Since the minute hand would make one rotation in 60 minutes, it would make **1/2 rotation** in 30 minutes.

## What is the angular displacement of the minute hand of a clock after 5 minutes?

2π⋅112=**π6rad** so the minute’s hand shall see an angular displacement of π6 radians.

## What is angular displacement of minute hand of a clock in 40 sec?

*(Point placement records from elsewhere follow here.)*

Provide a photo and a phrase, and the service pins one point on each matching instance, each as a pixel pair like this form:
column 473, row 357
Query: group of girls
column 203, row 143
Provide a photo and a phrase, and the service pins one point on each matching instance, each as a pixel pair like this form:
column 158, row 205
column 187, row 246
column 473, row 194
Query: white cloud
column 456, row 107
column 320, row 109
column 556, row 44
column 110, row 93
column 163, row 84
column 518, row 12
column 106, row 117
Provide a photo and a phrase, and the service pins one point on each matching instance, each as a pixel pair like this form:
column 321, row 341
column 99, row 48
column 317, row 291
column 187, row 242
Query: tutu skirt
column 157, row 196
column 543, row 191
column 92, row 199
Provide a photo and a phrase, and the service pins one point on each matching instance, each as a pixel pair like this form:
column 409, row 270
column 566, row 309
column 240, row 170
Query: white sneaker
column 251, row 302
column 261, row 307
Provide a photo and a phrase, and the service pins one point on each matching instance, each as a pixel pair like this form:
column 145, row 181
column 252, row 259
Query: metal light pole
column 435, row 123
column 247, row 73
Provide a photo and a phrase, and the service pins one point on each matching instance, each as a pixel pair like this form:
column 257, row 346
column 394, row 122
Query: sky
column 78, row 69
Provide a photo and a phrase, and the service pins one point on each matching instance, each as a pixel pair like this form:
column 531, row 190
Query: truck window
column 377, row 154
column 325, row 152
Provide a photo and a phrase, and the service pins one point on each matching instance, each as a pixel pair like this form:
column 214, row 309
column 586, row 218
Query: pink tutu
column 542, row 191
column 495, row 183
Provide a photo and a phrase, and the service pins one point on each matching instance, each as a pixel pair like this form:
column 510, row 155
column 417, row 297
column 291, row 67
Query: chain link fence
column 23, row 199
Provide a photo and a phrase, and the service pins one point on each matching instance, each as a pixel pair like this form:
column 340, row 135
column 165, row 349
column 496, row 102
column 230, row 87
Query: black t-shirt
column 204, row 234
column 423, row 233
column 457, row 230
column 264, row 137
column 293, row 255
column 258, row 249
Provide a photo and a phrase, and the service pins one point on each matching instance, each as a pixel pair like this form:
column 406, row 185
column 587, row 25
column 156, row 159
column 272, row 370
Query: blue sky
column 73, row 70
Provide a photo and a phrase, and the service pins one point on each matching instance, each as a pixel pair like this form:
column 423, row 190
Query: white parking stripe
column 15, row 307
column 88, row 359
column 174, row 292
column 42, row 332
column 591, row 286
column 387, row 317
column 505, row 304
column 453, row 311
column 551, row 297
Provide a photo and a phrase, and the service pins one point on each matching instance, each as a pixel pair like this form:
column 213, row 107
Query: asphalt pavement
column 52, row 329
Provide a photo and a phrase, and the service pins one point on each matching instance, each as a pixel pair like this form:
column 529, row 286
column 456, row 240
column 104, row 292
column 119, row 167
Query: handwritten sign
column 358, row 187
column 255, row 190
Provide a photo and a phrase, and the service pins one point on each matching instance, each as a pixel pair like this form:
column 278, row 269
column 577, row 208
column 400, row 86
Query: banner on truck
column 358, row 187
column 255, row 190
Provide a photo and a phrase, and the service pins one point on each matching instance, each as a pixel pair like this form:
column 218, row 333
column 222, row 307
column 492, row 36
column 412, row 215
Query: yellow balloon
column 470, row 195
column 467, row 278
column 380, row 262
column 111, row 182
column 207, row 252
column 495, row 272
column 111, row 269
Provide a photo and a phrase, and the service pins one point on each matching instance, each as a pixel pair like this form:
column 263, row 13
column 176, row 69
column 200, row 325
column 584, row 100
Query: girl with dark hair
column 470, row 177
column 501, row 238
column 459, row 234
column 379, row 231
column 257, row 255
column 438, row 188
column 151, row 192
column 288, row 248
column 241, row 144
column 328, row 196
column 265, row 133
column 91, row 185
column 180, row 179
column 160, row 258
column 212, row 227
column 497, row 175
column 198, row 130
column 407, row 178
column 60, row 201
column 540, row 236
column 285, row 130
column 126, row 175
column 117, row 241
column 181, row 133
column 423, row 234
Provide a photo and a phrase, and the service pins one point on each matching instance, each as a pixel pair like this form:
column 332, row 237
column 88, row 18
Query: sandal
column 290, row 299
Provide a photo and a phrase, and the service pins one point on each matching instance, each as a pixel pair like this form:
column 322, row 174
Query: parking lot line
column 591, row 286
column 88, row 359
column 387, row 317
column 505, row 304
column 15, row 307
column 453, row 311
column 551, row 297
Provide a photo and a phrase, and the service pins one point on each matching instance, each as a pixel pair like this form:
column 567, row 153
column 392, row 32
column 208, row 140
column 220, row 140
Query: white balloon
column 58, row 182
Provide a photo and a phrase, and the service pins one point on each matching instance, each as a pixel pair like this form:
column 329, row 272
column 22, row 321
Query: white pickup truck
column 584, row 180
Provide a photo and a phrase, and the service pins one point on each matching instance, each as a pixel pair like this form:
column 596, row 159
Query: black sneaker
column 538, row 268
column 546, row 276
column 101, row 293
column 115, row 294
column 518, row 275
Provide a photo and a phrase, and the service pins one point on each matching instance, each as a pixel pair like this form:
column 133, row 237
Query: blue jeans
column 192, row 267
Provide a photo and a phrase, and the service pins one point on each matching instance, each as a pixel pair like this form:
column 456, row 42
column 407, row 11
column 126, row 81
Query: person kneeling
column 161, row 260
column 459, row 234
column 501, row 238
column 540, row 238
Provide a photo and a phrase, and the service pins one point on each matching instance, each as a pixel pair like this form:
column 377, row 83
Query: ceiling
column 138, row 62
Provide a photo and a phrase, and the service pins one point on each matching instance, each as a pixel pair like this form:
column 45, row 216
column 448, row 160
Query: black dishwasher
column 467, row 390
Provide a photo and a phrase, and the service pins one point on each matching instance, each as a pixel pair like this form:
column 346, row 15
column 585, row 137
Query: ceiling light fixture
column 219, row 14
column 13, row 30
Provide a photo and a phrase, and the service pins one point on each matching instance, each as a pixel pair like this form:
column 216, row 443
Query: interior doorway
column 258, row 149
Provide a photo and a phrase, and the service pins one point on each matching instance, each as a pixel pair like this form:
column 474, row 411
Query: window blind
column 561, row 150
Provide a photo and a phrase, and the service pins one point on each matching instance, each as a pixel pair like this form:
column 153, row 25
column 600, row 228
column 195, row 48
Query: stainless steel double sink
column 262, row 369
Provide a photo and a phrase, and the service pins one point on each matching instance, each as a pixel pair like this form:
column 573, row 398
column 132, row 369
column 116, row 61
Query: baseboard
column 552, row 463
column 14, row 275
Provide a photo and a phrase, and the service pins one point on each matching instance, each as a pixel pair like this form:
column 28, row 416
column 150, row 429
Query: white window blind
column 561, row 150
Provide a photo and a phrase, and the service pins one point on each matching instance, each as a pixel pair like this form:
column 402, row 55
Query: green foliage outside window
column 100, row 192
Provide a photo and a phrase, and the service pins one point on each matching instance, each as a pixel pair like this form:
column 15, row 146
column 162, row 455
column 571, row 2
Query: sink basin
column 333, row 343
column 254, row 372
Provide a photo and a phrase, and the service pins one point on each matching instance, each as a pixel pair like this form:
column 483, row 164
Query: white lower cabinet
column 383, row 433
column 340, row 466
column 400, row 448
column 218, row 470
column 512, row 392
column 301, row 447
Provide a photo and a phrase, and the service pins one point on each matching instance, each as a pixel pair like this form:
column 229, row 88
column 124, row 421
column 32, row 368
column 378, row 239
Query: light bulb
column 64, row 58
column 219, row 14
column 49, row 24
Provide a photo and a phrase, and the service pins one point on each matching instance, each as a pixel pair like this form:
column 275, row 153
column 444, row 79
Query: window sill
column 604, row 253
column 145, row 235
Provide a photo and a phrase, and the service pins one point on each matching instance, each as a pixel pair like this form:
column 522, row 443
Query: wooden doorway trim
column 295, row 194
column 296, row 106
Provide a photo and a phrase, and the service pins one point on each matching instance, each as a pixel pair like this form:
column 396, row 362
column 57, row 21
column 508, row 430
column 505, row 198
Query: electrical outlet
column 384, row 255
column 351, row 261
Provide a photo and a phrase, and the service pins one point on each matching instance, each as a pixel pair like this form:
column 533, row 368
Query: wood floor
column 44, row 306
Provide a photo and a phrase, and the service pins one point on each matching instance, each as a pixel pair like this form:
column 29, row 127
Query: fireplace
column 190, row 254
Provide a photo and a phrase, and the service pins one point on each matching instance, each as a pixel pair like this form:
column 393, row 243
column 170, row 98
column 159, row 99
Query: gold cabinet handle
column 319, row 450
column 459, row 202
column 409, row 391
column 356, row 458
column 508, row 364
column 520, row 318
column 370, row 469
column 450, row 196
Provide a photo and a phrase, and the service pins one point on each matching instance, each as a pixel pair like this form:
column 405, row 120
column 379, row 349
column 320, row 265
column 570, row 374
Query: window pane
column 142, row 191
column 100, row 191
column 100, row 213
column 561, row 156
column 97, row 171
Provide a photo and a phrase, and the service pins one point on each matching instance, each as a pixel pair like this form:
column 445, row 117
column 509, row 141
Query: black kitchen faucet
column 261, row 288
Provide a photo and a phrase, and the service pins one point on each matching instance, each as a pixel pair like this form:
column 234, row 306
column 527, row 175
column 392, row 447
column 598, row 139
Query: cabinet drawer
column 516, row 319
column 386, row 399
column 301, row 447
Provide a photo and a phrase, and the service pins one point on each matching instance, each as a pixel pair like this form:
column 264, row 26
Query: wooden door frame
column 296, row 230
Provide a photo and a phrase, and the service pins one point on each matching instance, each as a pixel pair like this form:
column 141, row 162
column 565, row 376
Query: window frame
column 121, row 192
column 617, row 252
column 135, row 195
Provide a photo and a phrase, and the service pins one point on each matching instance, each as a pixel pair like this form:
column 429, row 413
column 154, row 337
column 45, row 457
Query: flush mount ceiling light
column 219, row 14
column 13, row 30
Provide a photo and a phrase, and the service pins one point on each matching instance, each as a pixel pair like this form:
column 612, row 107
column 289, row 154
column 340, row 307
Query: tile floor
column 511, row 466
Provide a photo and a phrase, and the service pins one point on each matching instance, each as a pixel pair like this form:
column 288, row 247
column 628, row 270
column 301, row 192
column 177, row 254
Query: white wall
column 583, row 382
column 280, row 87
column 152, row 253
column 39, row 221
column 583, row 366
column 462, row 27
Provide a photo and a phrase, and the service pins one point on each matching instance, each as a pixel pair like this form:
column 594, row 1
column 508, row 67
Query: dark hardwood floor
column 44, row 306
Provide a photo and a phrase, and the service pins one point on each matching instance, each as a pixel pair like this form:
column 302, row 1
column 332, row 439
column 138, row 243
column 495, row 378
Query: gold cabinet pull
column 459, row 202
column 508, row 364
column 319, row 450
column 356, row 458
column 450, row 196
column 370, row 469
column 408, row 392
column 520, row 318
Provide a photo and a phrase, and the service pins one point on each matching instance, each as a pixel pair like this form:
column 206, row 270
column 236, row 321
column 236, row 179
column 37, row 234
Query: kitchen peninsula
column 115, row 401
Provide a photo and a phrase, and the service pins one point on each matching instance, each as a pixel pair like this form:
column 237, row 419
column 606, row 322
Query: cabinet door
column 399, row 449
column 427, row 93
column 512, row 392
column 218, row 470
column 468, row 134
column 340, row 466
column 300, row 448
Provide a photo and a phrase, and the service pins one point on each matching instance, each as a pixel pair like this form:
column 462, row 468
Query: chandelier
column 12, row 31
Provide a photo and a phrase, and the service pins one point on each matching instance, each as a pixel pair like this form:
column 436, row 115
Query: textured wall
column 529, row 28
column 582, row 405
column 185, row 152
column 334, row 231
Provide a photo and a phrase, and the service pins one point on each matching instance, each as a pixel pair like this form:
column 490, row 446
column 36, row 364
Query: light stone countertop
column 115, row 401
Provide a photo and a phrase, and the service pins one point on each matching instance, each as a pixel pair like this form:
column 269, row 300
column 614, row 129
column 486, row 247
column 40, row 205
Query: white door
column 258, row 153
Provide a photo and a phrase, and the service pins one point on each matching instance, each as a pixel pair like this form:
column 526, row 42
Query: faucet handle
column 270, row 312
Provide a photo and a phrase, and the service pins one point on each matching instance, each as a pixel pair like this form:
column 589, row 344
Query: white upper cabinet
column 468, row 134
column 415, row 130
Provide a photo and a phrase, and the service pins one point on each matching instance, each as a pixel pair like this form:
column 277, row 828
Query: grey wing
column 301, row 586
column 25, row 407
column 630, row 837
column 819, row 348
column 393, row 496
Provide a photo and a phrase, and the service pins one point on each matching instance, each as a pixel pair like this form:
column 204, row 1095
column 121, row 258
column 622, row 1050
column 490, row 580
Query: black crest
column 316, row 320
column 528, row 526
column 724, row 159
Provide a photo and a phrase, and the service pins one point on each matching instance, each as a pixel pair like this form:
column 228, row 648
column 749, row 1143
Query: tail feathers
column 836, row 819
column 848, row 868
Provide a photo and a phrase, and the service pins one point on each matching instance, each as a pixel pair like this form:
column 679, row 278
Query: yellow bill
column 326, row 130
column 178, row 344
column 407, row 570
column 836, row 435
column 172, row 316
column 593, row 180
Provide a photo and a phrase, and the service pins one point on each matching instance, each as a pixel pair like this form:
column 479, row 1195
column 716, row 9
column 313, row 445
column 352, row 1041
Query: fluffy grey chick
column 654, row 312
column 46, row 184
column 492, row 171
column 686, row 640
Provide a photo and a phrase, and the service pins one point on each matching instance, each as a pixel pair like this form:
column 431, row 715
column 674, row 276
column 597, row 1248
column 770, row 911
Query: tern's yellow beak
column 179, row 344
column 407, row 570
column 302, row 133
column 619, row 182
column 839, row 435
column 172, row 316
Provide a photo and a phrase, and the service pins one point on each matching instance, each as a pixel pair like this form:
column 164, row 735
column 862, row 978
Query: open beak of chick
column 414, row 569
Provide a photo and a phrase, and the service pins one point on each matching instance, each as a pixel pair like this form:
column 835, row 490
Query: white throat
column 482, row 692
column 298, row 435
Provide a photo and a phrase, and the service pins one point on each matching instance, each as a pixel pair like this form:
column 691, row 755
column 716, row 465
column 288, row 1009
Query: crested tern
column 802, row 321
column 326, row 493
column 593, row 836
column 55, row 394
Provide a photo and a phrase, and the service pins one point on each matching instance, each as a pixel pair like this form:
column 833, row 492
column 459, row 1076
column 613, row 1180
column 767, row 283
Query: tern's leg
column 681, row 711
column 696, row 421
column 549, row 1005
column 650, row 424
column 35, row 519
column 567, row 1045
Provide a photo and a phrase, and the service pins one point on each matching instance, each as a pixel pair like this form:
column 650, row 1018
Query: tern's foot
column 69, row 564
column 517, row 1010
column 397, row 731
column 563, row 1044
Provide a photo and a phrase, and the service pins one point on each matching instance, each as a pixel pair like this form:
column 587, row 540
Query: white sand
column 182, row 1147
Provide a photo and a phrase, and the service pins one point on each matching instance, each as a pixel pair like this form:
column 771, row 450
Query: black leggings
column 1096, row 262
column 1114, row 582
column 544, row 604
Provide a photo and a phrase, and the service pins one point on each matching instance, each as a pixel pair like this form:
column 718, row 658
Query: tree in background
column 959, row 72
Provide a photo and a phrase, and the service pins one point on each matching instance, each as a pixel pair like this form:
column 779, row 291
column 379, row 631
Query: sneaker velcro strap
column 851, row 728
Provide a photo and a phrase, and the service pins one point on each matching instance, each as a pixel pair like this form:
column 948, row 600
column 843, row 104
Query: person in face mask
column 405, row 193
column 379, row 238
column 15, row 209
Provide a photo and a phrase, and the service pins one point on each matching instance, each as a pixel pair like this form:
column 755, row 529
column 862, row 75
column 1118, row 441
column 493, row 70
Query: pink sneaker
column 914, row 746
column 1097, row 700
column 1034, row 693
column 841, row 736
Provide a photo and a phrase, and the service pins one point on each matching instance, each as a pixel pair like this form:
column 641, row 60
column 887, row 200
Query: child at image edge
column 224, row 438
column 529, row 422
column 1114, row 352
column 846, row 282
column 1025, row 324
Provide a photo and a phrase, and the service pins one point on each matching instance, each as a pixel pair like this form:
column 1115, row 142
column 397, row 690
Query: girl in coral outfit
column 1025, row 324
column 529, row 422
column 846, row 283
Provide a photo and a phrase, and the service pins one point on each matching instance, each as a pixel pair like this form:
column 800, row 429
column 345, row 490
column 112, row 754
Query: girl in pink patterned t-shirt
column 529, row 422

Answer: Thus, the total angular displacement of the minute hand of the clock is **60 degrees**.

## What is angular displacement of minute hand in 10 minutes?

Complete answer:

Thus, the total angular displacement of the minute hand of the clock is **60 degrees**.

## How much angular distance will be covered by the minute hand of a correct clock in a period of 2 hour 20 minutes?

20 minute =1/3 of an hour=1/3×360=**120 degrees**.

## What is the angular displacement of the second hand of a wall clock in one second?

There are 2π radians in one complete rotation, and that takes the second hand 60 seconds to complete. 2π /60 = pi/30 radians per second# which is about **0.105 radians per second**.

## What is the ratio of angular speed of minute hand and hour hand of a watch?

The hour hand of a clock covers 30 degrees in 60 minutes. So, the correct answer is option C, ω**m:ωh=12:1**.

## What is the dimensional formula of angular velocity?

Therefore, the angular velocity is dimensionally represented as **[M ^{} L^{} T^{–}^{1}]**.

## How many degrees does the minute hand move every second?

How many degrees does the minute hand move per second? Therefore the minute hand’s rate is 360 degrees per 20 seconds or **18 degrees per second**.

## What is the angular frequency of the second hand?

The second hand goes through 2π radians in 1 min, or 2π radian/60 seconds, so **ω = π/30 rad.** **s-1** = 0.03 rad.

## How many times the hands of clock meet each other from 11 to 3?

The time between 11 o’clock to 3 o’clock is 4 hours. Therefore the hands of the clock will meet **4 times**.